By the time all the participants arrived, I determined I knew, or at least met, half of the women in the room before. There was a friend I’ve known for more than 25 years, women who’ve attended social groups with me, others who I may have been introduced to once or twice out and about in the community, someone who dated a friend of mine, and even a fan, who greeted me with, “Haven’t I seen you on stage before?” Needless to say, I was both reminded of how long I’ve lived in Madison and how visible I am in the community, and at the same time, could probably diagram one of those charts of “Six degrees of Linda.” When attempting to date this poses a challenge, all my relationship history, yes, the good, the bad, and the ugly, follows me around town and was present in this café today.
I soon learned the purpose of the box of plush animals. After introductions and an overview of the seminar sessions and follow-up consult with our dating coach, we participated in one of those exercises to get us moving around to help learn each other’s names and interact while we tossed the pastel-colored, cuddly creatures back and forth to each other in a circle. We talked about relationship deal-breakers, activities and hobbies we’d like to share with dates, and places we might go to meet potential partners. We completed surveys and shared our lists in round robin, one-on-ones. We tried to define a date, shared our experiences, and identified the challenges we’ve encountered. I was surprised at how quickly the two hours passed. It was energizing.
Amber gave us our assignments for the next week, yes, we had homework to do. We were to design the “Perfect Date,” draft our online profile, and complete our dating readiness questionnaire. We gave each other hugs, expressed our desire to compile a contact list for the group, said our good-yes and were out the door.

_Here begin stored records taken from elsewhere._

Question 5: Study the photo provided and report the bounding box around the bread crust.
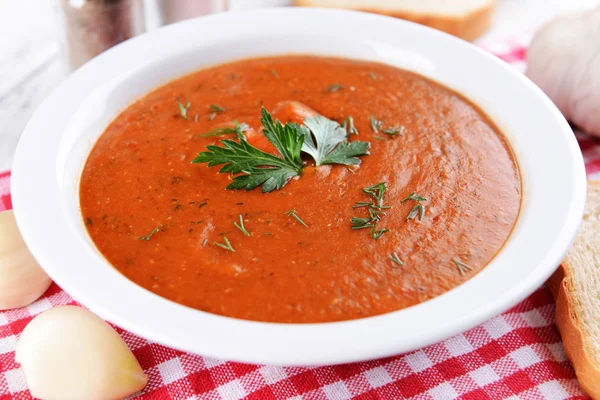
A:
[293,0,496,41]
[547,257,600,399]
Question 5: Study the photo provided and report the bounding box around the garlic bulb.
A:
[527,7,600,136]
[15,306,148,400]
[0,211,52,310]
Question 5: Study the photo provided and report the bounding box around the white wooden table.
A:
[0,0,600,171]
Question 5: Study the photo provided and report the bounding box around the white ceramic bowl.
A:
[12,9,586,365]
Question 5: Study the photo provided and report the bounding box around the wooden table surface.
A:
[0,0,600,171]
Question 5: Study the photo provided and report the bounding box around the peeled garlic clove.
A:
[526,7,600,136]
[15,306,148,400]
[0,211,52,310]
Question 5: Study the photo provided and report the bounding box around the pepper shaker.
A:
[57,0,145,70]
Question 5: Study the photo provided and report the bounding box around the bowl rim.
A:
[11,8,586,365]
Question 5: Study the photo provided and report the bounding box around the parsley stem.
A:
[233,214,250,236]
[177,99,191,119]
[284,210,308,228]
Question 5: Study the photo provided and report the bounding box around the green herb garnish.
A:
[342,116,358,135]
[192,108,370,193]
[177,100,191,119]
[208,104,225,113]
[371,115,383,133]
[213,236,235,253]
[350,182,391,239]
[401,192,427,221]
[284,210,308,228]
[388,253,404,266]
[137,226,159,242]
[233,214,250,236]
[327,83,344,93]
[401,192,427,203]
[406,203,425,221]
[206,104,225,121]
[198,121,250,139]
[452,258,473,275]
[382,126,404,136]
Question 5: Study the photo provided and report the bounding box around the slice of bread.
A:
[547,181,600,399]
[293,0,496,40]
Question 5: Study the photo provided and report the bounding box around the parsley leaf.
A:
[192,108,370,193]
[260,107,304,168]
[192,134,302,193]
[300,115,370,166]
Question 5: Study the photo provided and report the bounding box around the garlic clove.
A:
[526,7,600,136]
[0,211,52,310]
[15,306,148,400]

The next week, Session II seemed to fly by lickety-split as well. Amber and her partner role-played the dos and don’ts of how to ask someone on a date. We shared the “Perfect Dates” we each designed, read our online profiles and discussed the pros, cons, pitfalls and success stories of online dating. We reviewed our activity lists to help each other with where to connect with women who had the same interests. Before we said our final good-byes, we completed the obligatory seminar evaluation and made plans with each other to have dinner and see a movie together in the coming week. Amber thanked us for our participation, and we her, for her coaching and instruction. She would follow-up with each of us, to schedule a one-on-one consult.
First, if you would ask me if I’d recommend the Madison Lesbian and Queer Women’s Dating Seminar and Salon, I would respond with an enthusiastic, yes. Did I get any dates out of the experience? No. Did I learn anything? Absolutely!
My take-away from the experience is dating, like most worthwhile endeavors in life, requires preparation, practice, identifying what you want and don’t want, the ability to develop an effective public relations and marketing plan, knowing when you’re ready to date, and most importantly doing what you love and showing up at the places where you can meet others of a like mind.
For me, personally, I learned for the first time in my life, that I’m happy as a single person; I’m not looking for the woman who will “complete me,” and I’m pickier than I’ve ever been. That’s probably a good thing. With age, comes wisdom. When Valentine’s Day approached, did I have a date for that day? No, but that’s okay. I have a life, a life full of myself and as advertised in the dating seminar and the theme of a popular lesbian film, I’m hopeful, “The girl is out there!”